Though Grooms and McMaster received accolades from the Charleston Beach Foundation, an organization formed in 2020 “to help keep the beaches as accessible as possible to everyone,” the legislation remained unpopular with another group of Lowcountry residents – the Barrier Island Preservation Alliance – and with members of the Isle of Palms City Council, which passed a resolution May 21 condemning S. 40 and urging the governor to veto it. The resolution, passed by a 7-0 margin, with Council Members Ryan Buckhannon and Phillip Pounds absent, referred to the legislation “an unconstitutional denial of the city’s right to equal protection and in violation of the Home Rule Act,” and Mayor Jimmy Carroll vowed to fight it “by all lawful means.” “We are willing to fight for our 2015 parking plan. We strongly believe we are well within our rights,” Carroll commented. “This resolution reflects our concern with the precedent S. 40 sets not just for Isle of Palms but for all communities throughout the state,” Council Member John Moye added. “S. 40 was conceived as a response to temporary measures taken during an entirely unprecedented pandemic. 

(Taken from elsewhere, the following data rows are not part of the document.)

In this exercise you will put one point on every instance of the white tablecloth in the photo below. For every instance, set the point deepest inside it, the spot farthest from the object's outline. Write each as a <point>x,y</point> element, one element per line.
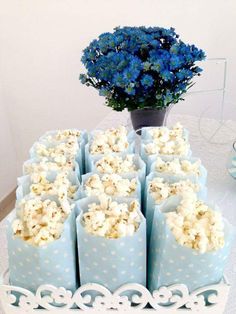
<point>222,188</point>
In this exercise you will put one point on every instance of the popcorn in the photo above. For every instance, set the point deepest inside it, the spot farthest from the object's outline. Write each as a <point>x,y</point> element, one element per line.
<point>196,226</point>
<point>68,149</point>
<point>110,184</point>
<point>39,222</point>
<point>59,163</point>
<point>116,164</point>
<point>111,140</point>
<point>111,219</point>
<point>61,186</point>
<point>168,141</point>
<point>178,167</point>
<point>160,190</point>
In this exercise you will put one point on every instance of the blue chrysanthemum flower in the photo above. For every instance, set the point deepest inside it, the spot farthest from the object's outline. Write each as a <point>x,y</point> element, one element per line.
<point>134,65</point>
<point>147,80</point>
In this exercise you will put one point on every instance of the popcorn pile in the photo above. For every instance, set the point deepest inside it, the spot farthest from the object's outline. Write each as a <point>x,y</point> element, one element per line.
<point>160,190</point>
<point>110,184</point>
<point>39,218</point>
<point>111,219</point>
<point>60,163</point>
<point>109,141</point>
<point>61,186</point>
<point>116,164</point>
<point>168,141</point>
<point>39,222</point>
<point>66,150</point>
<point>196,226</point>
<point>178,167</point>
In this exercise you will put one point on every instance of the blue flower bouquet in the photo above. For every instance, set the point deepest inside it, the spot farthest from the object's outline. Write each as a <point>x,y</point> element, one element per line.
<point>140,67</point>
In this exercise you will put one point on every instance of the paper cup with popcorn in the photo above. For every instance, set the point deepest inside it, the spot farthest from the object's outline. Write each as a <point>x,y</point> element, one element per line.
<point>121,164</point>
<point>67,135</point>
<point>42,247</point>
<point>159,187</point>
<point>111,242</point>
<point>190,244</point>
<point>35,165</point>
<point>150,150</point>
<point>114,185</point>
<point>189,168</point>
<point>114,140</point>
<point>65,185</point>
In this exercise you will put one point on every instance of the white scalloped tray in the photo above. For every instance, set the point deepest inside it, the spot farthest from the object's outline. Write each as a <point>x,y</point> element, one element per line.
<point>140,300</point>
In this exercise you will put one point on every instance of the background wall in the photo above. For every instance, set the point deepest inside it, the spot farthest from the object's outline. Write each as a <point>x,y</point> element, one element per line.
<point>41,43</point>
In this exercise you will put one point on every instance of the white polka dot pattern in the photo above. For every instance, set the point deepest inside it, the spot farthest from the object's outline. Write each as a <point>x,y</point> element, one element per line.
<point>53,264</point>
<point>179,264</point>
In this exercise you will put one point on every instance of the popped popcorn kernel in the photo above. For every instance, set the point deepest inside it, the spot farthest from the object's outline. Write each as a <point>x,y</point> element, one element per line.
<point>110,184</point>
<point>111,219</point>
<point>160,189</point>
<point>39,221</point>
<point>116,164</point>
<point>178,167</point>
<point>109,141</point>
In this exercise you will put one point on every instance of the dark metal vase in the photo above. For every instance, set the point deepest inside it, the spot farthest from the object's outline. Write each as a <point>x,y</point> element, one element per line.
<point>148,117</point>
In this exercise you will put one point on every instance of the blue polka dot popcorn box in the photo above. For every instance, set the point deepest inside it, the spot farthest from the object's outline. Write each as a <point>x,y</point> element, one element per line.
<point>170,263</point>
<point>54,263</point>
<point>201,178</point>
<point>149,202</point>
<point>33,165</point>
<point>49,137</point>
<point>149,158</point>
<point>111,262</point>
<point>25,182</point>
<point>137,161</point>
<point>131,137</point>
<point>135,194</point>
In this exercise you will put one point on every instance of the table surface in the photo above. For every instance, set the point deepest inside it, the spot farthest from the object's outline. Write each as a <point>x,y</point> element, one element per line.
<point>221,187</point>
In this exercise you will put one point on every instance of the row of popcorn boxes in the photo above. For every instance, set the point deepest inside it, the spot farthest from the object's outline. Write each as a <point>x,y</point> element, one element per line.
<point>115,234</point>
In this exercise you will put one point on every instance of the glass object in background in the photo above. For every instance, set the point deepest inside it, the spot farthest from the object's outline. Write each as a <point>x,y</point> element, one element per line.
<point>232,161</point>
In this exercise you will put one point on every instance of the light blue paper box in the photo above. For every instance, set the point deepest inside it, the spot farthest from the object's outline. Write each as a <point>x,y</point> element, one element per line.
<point>25,182</point>
<point>136,194</point>
<point>88,157</point>
<point>170,263</point>
<point>149,202</point>
<point>82,140</point>
<point>111,262</point>
<point>146,136</point>
<point>202,178</point>
<point>139,163</point>
<point>37,161</point>
<point>149,158</point>
<point>54,264</point>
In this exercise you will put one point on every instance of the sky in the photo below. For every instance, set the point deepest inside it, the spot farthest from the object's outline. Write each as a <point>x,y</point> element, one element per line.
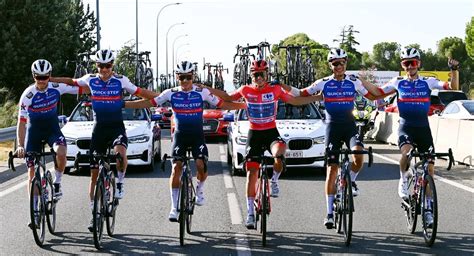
<point>215,27</point>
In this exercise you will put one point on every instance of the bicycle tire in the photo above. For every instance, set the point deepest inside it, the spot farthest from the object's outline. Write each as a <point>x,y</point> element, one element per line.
<point>50,205</point>
<point>347,209</point>
<point>98,212</point>
<point>264,212</point>
<point>112,204</point>
<point>411,211</point>
<point>429,234</point>
<point>38,230</point>
<point>182,211</point>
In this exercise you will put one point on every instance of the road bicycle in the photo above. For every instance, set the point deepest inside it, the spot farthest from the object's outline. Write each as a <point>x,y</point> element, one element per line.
<point>187,196</point>
<point>422,198</point>
<point>42,196</point>
<point>344,201</point>
<point>105,203</point>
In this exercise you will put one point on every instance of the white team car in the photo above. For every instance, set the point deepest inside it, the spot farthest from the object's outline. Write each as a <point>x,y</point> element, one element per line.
<point>144,136</point>
<point>302,128</point>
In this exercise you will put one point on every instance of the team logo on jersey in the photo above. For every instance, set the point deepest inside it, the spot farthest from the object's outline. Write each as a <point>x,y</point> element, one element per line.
<point>267,97</point>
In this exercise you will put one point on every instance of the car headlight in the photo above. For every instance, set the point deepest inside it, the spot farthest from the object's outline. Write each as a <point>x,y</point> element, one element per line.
<point>70,141</point>
<point>138,139</point>
<point>241,140</point>
<point>318,140</point>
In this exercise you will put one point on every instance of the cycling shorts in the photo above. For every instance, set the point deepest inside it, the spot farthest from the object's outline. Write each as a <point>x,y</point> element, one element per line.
<point>183,141</point>
<point>259,141</point>
<point>338,134</point>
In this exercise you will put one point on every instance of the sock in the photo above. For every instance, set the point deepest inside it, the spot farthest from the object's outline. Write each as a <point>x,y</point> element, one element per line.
<point>353,175</point>
<point>275,176</point>
<point>200,187</point>
<point>250,209</point>
<point>330,206</point>
<point>58,175</point>
<point>121,176</point>
<point>174,197</point>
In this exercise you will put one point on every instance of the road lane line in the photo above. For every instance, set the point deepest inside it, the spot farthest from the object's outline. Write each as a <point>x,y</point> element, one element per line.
<point>235,216</point>
<point>242,245</point>
<point>450,182</point>
<point>14,188</point>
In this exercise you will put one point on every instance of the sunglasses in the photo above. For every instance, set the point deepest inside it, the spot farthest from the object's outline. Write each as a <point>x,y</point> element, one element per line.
<point>407,63</point>
<point>338,63</point>
<point>41,78</point>
<point>104,65</point>
<point>183,77</point>
<point>259,74</point>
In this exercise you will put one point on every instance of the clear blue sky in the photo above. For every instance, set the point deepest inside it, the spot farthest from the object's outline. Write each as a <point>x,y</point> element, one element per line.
<point>216,27</point>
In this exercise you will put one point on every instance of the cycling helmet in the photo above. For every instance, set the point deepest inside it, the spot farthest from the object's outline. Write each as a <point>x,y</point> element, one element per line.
<point>104,56</point>
<point>410,53</point>
<point>259,65</point>
<point>41,67</point>
<point>185,67</point>
<point>336,54</point>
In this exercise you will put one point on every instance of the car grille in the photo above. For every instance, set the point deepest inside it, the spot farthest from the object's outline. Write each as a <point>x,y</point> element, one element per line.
<point>300,144</point>
<point>213,123</point>
<point>83,144</point>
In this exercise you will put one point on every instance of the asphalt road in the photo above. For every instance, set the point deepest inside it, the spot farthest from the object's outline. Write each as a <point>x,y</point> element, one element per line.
<point>295,225</point>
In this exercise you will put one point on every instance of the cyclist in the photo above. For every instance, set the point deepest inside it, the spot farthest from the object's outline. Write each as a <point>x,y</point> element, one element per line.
<point>38,114</point>
<point>340,91</point>
<point>262,100</point>
<point>187,104</point>
<point>106,89</point>
<point>413,104</point>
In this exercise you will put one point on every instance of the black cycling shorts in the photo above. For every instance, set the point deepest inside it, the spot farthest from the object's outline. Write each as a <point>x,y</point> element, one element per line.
<point>338,134</point>
<point>259,141</point>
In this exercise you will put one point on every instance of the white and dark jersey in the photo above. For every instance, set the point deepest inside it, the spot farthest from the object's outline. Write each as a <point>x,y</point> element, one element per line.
<point>106,96</point>
<point>414,98</point>
<point>339,96</point>
<point>41,106</point>
<point>187,106</point>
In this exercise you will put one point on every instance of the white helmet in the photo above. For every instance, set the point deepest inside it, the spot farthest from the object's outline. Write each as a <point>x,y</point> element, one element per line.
<point>104,56</point>
<point>185,67</point>
<point>41,67</point>
<point>410,53</point>
<point>336,54</point>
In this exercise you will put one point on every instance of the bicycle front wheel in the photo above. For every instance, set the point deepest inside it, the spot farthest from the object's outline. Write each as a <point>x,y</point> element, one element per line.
<point>429,205</point>
<point>347,206</point>
<point>37,211</point>
<point>50,204</point>
<point>98,212</point>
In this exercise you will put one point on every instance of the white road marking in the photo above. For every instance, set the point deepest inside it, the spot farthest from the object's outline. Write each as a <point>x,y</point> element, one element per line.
<point>450,182</point>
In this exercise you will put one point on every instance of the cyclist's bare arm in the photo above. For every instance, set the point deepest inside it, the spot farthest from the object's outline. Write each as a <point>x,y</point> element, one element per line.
<point>233,105</point>
<point>145,103</point>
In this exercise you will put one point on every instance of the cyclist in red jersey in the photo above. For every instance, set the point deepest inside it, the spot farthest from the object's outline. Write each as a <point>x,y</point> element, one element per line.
<point>262,102</point>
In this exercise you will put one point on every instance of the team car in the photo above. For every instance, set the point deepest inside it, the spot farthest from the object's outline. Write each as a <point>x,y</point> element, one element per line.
<point>143,132</point>
<point>302,128</point>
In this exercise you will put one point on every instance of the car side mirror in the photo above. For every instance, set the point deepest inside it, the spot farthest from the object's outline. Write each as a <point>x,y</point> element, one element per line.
<point>156,117</point>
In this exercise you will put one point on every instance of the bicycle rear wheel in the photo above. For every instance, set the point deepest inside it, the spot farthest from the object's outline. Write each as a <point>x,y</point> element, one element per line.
<point>98,212</point>
<point>112,204</point>
<point>50,204</point>
<point>347,207</point>
<point>411,209</point>
<point>37,212</point>
<point>429,190</point>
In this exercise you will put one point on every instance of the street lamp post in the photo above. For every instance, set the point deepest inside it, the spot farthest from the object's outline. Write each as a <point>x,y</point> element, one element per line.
<point>176,24</point>
<point>157,17</point>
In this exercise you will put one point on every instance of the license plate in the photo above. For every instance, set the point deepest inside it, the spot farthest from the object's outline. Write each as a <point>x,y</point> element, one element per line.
<point>294,154</point>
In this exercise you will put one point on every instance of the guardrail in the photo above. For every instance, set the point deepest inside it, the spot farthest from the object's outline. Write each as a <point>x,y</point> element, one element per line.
<point>8,133</point>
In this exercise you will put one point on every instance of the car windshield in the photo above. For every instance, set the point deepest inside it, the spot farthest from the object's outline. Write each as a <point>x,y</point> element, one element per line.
<point>469,105</point>
<point>84,113</point>
<point>448,96</point>
<point>287,111</point>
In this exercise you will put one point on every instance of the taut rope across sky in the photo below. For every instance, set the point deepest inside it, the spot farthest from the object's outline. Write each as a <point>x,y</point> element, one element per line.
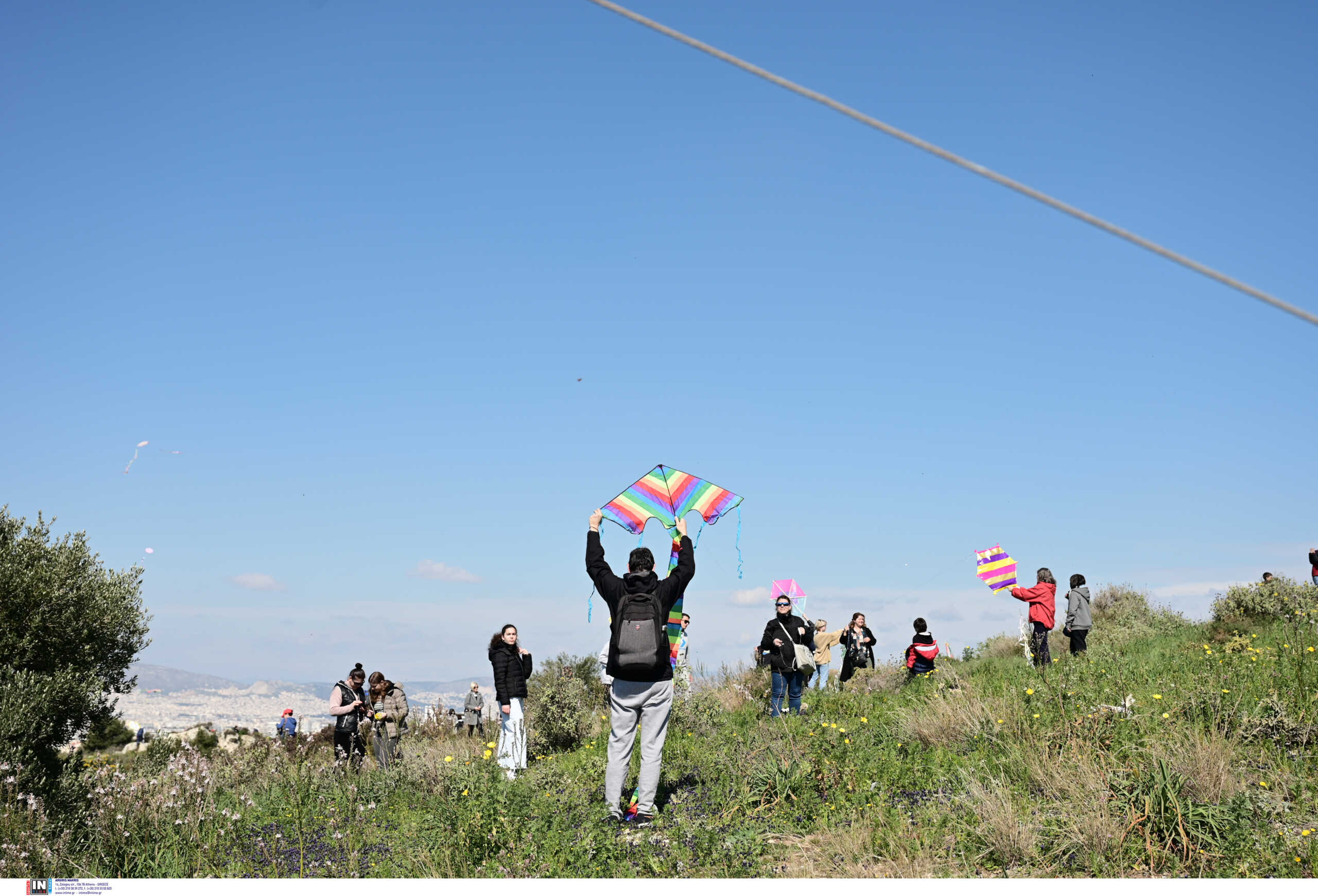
<point>964,163</point>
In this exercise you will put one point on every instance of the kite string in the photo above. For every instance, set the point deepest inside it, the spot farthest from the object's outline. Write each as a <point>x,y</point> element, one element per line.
<point>963,163</point>
<point>738,541</point>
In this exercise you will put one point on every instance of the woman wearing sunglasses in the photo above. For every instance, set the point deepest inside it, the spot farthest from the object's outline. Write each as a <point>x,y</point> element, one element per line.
<point>782,634</point>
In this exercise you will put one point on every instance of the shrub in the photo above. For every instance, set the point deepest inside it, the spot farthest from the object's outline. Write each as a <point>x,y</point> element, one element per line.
<point>69,629</point>
<point>1279,599</point>
<point>562,701</point>
<point>107,733</point>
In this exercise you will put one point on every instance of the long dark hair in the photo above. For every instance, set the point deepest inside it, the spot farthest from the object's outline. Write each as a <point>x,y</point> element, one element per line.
<point>496,640</point>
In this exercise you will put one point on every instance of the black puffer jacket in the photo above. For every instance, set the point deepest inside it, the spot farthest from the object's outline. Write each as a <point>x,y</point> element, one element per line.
<point>512,670</point>
<point>852,646</point>
<point>782,659</point>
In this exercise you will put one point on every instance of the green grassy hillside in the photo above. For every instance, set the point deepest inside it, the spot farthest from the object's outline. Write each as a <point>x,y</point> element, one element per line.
<point>986,767</point>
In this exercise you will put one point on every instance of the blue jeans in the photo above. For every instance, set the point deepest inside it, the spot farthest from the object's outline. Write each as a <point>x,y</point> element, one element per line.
<point>822,673</point>
<point>790,684</point>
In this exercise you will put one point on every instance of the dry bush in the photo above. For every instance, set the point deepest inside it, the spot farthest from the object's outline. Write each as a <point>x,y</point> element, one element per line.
<point>1080,783</point>
<point>736,686</point>
<point>947,717</point>
<point>860,850</point>
<point>1205,762</point>
<point>1093,829</point>
<point>1009,833</point>
<point>1076,775</point>
<point>886,678</point>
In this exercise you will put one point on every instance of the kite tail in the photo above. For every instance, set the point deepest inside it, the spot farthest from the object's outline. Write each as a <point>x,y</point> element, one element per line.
<point>738,541</point>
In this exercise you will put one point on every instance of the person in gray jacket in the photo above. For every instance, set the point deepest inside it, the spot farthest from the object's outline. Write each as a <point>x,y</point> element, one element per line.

But while the measures taken during the COVID pandemic were temporary, the adverse impact of the S. 40 precedent would be felt for decades.” Council Member Randy Bell, chair of the Public Safety Committee, agreed, urging all to “consider the broad impact of this intended usurpation of The Home Rule Act, which explicitly gives municipalities the sole power to control roads and streets with their municipality for purposes of public health and safety.” “No state official should use issues of public safety as a tool to pander to a vocal minority for purposes of political gain,” Bell added. 

Pounds, who has announced that he will run for the mayor’s position in November, struck a more conciliatory tone. 

“I’m hopeful that meaningful dialogue and a collaborative spirit can be implemented by all parties involved,” Pounds said. “We will work with Secretary Hall as well as other local leaders to continue to prioritize and focus on the safety and security of our residents and visitors.” S. 40 permits municipalities to charge for parking on state roads, but only with approval from the Department of Transportation. It also allows cities and towns to use parking fees to pay for beach-related activities such as fire and rescue services and beach cleanup and renourishment. In signing the bill, McMaster released a statement citing the controversy that has arisen since Grooms pre-filed the legislation last year. “On the one hand, those who opposed these restrictions, and now support this legislation, have accused coastal municipalities of using emergency measures to limit the general public’s ability to access the beach, effectively converting their communities into private islands, under the auspices of protecting public health,” McMaster wrote. “While on the other hand, certain opponents of this bill have publicly accused its sponsors of pandering, for political purposes, to a vocal minority of residents who were frustrated by their inability to access public beaches.” A statement released by Charleston Beach Foundation Directors Lee Rowland, Corey Kinsella and Myra Jones pointed out that the legislation “will ensure that access to our treasured public beaches via state-owned roads will be protected for our state’s citizens today and for generations to come.” 

There were dissenters other than members of the IOP Council, however. The Barrier Island Preservation Alliance (BIPA), a group that includes more than 200 local residents, called the bill “an overreaction and overreach.” 

“We believe this was a very impulsive response to a once-ina-lifetime pandemic,” said Morgan Harris, an IOP resident and an active member of BIPA. “The governments of the barrier islands were trying to make the best possible public health decisions for their residents. We believe our local elected officials have the best scope of emergency management and public safety and can handle decisions on parking, safety and quality of life.” 

“We are taking this one day at a time and hope to be able to collaborate with the state on this matter. We’ll continue to make our decisions guided by what’s best for the city of Isle of Palms and its residents and visitors,” Harris concluded.